The UK has just shivered through one of its coldest springs on record in books dating back to 1659.

And now, the month of June is forecast to deliver yet more Arctic air across all four home nations:


In addition, rare and heavy summer snow is forecast for parts of Scandinavia and Iceland.

Norway and western Sweden could see 10-20+cm (4-8 inches) of global warming goodness next week, while Iceland could-well be measuring accumulations in the feet (that is, if they didn’t use the metric system).

Looking at the latest GFS ‘Total Snowfall’ run (shown below), things will start turning decidedly white in Iceland on Thursday, June 10. While in western Norway, sizable flakes will begin falling this weekend.

By the time of the summer solstice on Sunday, June 20 –the official start of summer in the northern hemisphere– truly unprecedented accumulations are predicted to have settled:


Back in 2014, the northern Norwegian city of Tromso experienced a freak summer snowfall — the first time in recorded history that the city had seen snowfall in June.

Local meteorologist, Trond Lien called the situation “very rare” at the time, noting that it must have been a long, long time since it last snowed in June in Tromso.

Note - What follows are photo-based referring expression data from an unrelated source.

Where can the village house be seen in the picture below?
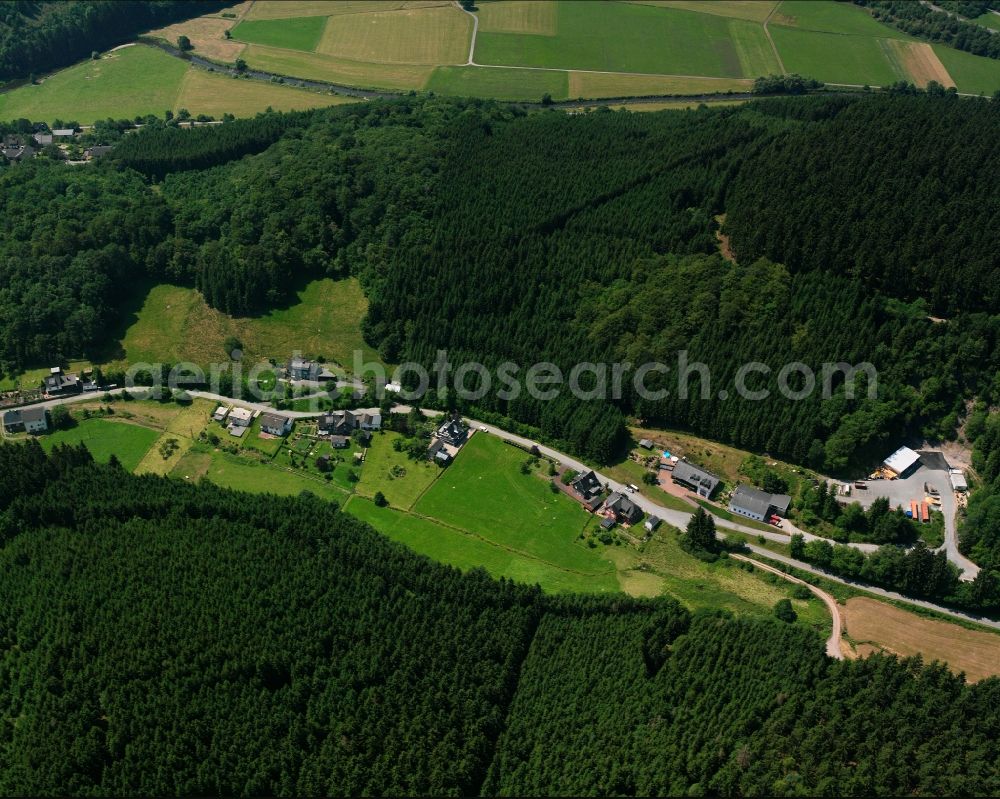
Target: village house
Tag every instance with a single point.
(624, 509)
(758, 505)
(59, 383)
(336, 423)
(694, 479)
(26, 420)
(589, 490)
(275, 424)
(453, 432)
(301, 369)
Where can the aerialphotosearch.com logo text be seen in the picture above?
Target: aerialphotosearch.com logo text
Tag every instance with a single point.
(653, 381)
(471, 381)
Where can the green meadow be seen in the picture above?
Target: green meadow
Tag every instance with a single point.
(104, 438)
(293, 33)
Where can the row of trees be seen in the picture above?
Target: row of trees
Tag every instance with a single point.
(43, 35)
(170, 638)
(927, 22)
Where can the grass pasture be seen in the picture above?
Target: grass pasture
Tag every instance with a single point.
(280, 9)
(429, 36)
(128, 82)
(622, 37)
(536, 17)
(919, 61)
(972, 73)
(752, 10)
(877, 626)
(834, 58)
(595, 85)
(292, 33)
(484, 493)
(400, 479)
(831, 17)
(104, 438)
(316, 66)
(499, 83)
(175, 324)
(990, 19)
(207, 35)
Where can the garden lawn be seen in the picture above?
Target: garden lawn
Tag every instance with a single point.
(104, 438)
(126, 83)
(623, 37)
(292, 33)
(484, 493)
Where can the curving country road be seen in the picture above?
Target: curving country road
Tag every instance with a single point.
(675, 518)
(833, 642)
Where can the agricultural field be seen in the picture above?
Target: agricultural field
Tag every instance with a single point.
(175, 324)
(972, 73)
(400, 479)
(835, 58)
(105, 437)
(420, 36)
(139, 80)
(124, 83)
(464, 551)
(752, 10)
(485, 493)
(293, 33)
(874, 626)
(279, 9)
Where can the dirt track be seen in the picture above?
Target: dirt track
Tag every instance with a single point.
(833, 642)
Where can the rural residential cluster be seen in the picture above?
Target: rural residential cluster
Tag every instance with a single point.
(238, 559)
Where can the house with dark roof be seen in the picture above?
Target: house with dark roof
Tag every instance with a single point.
(58, 383)
(453, 432)
(26, 420)
(758, 505)
(694, 479)
(369, 421)
(276, 424)
(437, 453)
(337, 423)
(625, 510)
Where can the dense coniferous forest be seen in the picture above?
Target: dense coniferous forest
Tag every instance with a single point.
(41, 35)
(922, 19)
(165, 638)
(596, 242)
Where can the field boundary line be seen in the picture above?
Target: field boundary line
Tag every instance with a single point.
(774, 47)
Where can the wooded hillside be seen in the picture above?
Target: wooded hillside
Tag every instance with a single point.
(158, 637)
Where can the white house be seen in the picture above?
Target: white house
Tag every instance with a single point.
(275, 424)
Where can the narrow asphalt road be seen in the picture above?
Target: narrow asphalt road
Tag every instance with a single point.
(833, 642)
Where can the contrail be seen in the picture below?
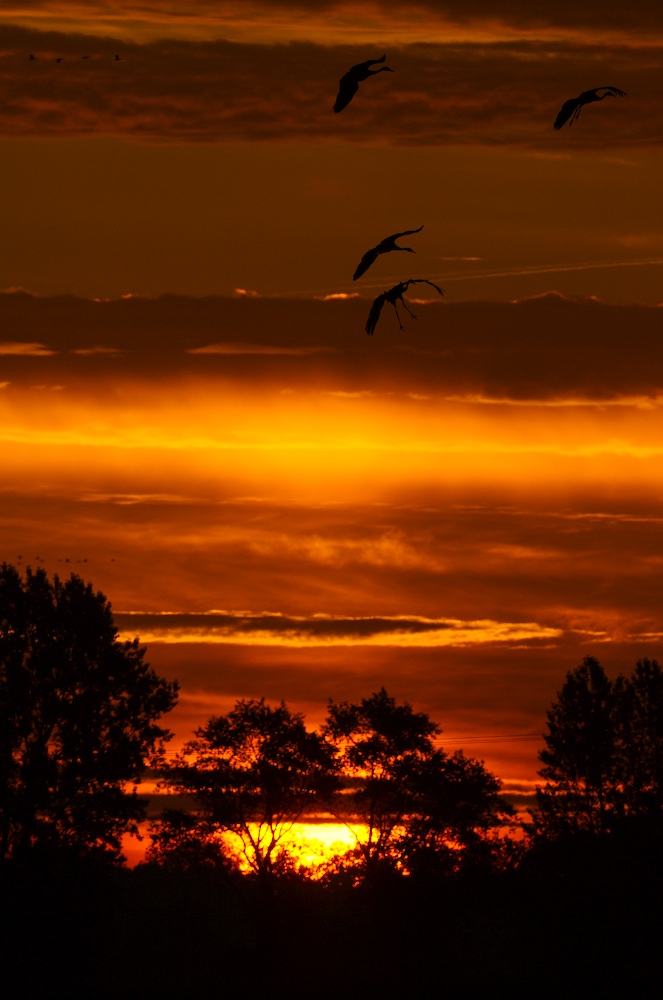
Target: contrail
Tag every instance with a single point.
(512, 272)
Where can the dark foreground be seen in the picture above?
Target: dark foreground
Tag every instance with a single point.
(568, 930)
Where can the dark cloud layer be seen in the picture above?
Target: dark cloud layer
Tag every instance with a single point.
(639, 15)
(547, 348)
(502, 93)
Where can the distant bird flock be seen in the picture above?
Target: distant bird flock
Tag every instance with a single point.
(348, 87)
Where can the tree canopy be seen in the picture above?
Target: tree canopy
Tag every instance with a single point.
(251, 773)
(79, 715)
(418, 807)
(603, 761)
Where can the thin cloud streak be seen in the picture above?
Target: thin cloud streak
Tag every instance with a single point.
(442, 93)
(325, 630)
(297, 19)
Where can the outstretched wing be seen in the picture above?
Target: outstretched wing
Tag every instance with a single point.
(408, 232)
(615, 91)
(566, 111)
(369, 257)
(374, 314)
(347, 88)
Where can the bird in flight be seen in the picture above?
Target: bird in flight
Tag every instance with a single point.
(384, 246)
(349, 83)
(571, 109)
(394, 296)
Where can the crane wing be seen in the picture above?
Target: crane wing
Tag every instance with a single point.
(347, 88)
(566, 111)
(374, 313)
(408, 232)
(421, 281)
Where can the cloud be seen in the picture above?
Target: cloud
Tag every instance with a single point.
(335, 20)
(244, 348)
(325, 630)
(24, 349)
(445, 92)
(475, 356)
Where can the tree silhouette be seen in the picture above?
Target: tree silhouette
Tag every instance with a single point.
(639, 740)
(580, 765)
(78, 718)
(253, 773)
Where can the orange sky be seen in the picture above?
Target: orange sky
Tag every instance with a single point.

2021 is now looking set to contain Norway’s second substantial June snowfall in recorded history, which will follow on from what has been a year of “extremely high snow cover,” reported mkweather.com back in late March, who feared that Scandinavia had seen so much snow that it it wouldn’t melt in the summer.


And while it is still uncertain whether the city of Tromso specifically will be hit, it is almost assured that record-setting accumulations will impact southern, central, and western regions, even those at lower elevations.

All this serves as yet more real-word observations the likes of the IPCC and their MSM lapdogs will ignore.

But they are frauds.

The COLD TIMES are returning, the mid-latitudes are REFREEZING, in line with the great conjunction, historically low solar activitycloud-nucleating Cosmic Rays, and a meridional jet stream flow (among other forcings).

Both NOAA and NASA appear to agree, if you read between the lines, with NOAA saying we’re entering a ‘full-blown’ Grand Solar Minimum in the late-2020s, and NASA seeing this upcoming solar cycle (25) as “the weakest of the past 200 years”, with the agency correlating previous solar shutdowns to prolonged periods of global cooling here.

Furthermore, we can’t ignore the slew of new scientific papers stating the immense impact The Beaufort Gyre could have on the Gulf Stream, and therefore the climate overall.